India faces challenges in this arena, being home to the largest share of maternal and child deaths globally. As such, discussing the updated Global Strategy here is as symbolic as it is vital in sharing lessons learnt to ensure success in the next stage. Outcomes from this meeting will help to drive the global agenda to end all preventable maternal, child and adolescent deaths.
In recent years, India has made great strides toward improving the health of its women and children. Since 1990, maternal mortality rates have come down by two-thirds and child mortality rates have halved. More girls and women than ever before have access to family planning and reproductive health services.
In 2014, the government made reproductive, maternal, newborn, child and adolescent (RMNCH+A) services a central component of the National Health Mission’s mandate. This is a potential game-changer. The government also announced the introduction of new vaccines as part of the Universal Immunisation Programme. The landmark India Newborn Action Plan was released. For the first time, it laid out a roadmap for improving newborn health across the country. Most recently, India launched Mission Indradhanush, to improve immunisation coverage.
Like the rest of the world, India can and will do more to deliver for its women and children. Already, the Every Woman Every Child movement is contributing a great deal to support countries in meeting the health MDGs in this final MDG year, while also helping countries to transition from the MDGs to the SDGs. Success has been underpinned by strong commitment from global leaders at the highest levels, partners’ determination to support implementation efforts at the country-level, accountability for resources and results, ensuring predictable financing for health and championing innovation. These are the same key factors needed for scaling-up ambitious impact for the SDGs.
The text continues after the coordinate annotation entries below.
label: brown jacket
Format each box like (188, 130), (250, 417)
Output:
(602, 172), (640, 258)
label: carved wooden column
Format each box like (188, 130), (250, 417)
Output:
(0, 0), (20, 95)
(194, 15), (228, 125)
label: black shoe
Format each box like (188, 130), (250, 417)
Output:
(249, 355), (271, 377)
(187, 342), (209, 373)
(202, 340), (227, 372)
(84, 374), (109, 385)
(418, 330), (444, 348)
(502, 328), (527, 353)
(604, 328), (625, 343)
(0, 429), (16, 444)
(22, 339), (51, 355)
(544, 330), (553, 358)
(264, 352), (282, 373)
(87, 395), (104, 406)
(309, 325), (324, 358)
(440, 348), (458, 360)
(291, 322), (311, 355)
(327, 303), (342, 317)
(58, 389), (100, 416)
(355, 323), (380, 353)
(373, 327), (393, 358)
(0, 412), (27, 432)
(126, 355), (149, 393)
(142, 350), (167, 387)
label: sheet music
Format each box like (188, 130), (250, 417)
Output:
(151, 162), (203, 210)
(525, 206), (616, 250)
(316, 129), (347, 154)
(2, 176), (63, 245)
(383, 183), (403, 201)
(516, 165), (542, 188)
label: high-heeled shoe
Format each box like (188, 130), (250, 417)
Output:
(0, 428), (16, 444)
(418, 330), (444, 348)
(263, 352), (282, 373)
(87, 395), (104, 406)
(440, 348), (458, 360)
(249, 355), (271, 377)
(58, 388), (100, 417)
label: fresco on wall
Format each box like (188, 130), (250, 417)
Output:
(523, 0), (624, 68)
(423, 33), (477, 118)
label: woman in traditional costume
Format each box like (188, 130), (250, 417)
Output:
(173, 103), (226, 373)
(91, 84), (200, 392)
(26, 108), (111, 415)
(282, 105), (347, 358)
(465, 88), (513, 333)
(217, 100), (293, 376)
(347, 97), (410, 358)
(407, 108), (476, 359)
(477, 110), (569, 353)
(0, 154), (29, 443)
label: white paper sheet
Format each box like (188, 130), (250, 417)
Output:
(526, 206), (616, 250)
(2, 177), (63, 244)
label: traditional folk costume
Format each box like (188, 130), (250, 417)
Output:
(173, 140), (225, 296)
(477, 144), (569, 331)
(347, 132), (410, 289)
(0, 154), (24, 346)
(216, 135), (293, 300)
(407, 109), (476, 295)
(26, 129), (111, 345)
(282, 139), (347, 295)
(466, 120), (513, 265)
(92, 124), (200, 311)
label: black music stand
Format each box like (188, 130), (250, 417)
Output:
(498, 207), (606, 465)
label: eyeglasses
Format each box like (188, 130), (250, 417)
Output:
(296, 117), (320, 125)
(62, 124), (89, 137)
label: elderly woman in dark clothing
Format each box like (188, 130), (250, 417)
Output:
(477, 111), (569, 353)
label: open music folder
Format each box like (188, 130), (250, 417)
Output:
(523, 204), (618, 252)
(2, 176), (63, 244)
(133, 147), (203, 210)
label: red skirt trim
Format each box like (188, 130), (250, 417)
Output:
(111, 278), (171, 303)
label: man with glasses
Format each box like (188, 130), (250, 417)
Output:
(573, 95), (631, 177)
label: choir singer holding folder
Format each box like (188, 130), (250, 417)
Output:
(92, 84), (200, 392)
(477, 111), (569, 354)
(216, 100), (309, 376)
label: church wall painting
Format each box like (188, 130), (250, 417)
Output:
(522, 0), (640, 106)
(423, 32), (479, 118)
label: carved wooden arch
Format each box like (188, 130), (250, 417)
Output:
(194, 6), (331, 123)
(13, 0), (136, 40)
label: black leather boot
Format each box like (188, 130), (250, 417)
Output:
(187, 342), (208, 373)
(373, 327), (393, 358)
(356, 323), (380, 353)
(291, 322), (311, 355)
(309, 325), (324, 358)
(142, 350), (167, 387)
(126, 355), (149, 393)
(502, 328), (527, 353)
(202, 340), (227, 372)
If we are to realise by 2030 our goals, if we are to end all preventable maternal, child and adolescent deaths, we need first and foremost national leadership to drive the agenda. Crucially, we also need innovative fiscal commitments to support the means of implementation. India has a critical role here. It is a rising economic power and is also home to more women and children than any other country. By 2020, India will have the world’s youngest working population, giving the nation a political responsibility, an economic imperative and an unparalleled opportunity. Because when women and children thrive, so too do communities and nations.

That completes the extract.